The book’s postscript focuses on how Republicans can court Hispanic voters. Bush and Bolick rightly note that religious Hispanics—particularly those who are Pentecostal, evangelical, or charismatic Christians—represent an untapped source of Republican political support. Here, a robust education debate could benefit Republicans, since Hispanics overwhelmingly support various forms of school choice.

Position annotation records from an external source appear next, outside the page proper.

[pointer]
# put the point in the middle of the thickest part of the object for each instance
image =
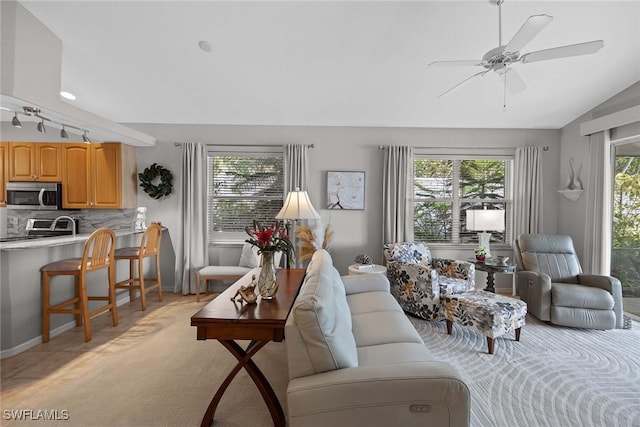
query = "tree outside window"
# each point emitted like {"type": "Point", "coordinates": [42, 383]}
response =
{"type": "Point", "coordinates": [445, 188]}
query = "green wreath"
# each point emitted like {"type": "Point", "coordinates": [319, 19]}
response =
{"type": "Point", "coordinates": [150, 174]}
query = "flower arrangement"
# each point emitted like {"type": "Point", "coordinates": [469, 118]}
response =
{"type": "Point", "coordinates": [480, 251]}
{"type": "Point", "coordinates": [273, 238]}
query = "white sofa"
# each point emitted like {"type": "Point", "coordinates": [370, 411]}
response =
{"type": "Point", "coordinates": [356, 360]}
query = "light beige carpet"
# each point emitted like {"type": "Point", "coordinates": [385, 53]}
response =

One poll found that Hispanic voters “by a 70-20 percent margin said they would cross party lines to vote against an anti-school choice candidate.”
Bush and Bolick avoid some false assumptions that conservatives often make about Hispanics—notably, the belief that Hispanics are overwhelmingly pro-life and thus will eventually migrate to the GOP. (Even Hispanic Catholics are only slightly more likely to say that abortion should be illegal than to say that it shouldn’t be.) But the authors do overstate the appeal of “freedom of enterprise.” It may be true, as they contend, that “Hispanics are tremendously entrepreneurial and create a vast number of small, family-owned businesses.” They may be right that Republicans “should champion enterprise zones, deregulation of entry to occupations and businesses that require few skills and little capital, and lower business taxes.” But there’s no evidence that most Hispanics who heard similar arguments from Romney and the GOP in 2012 were swayed.
Above all, the authors say, the GOP must “put the immigration issue behind us,” starting by changing its tone:
What turns off Hispanic voters is the hostile tone of the debate over immigration. When Republicans advocate fencing off the Mexican border or cutting off social benefits for illegal immigrants, they often overtly or implicitly associate Mexican immigrants with crime and welfare, a stereotype that creates understandable resentment even among people who might agree on the substance of the policy. Likewise, the toxic rhetoric of “self-deportation” suggests that certain groups are not wanted. Even though immigration typically is not a top priority among Hispanic voters, it is a gateway issue: if Republicans set a hostile tone and message on immigration, they will never make it through the gate, and other messages that would resonate among Hispanics will not be heard.
Unfortunately for the GOP, adopting a softer stance on immigration may not help it win Hispanic votes, even if it also pushes harder for school choice and reaches out to conservative Hispanic Christians. The reason: at the moment, surveys show, Hispanics are likely to say that they support a larger role for government in the economy. To win many of them, Republicans might have to move away from their limited-government principles. Not only could amnesty (variously defined) alienate the working-class voters who see immigrants, not unreasonably, as economic competitors; doing so while agreeing to bigger government could break apart the conservative coalition that makes up the GOP’s base. In the “immigration wars,” can the GOP hope for nothing better than a Pyrrhic victory?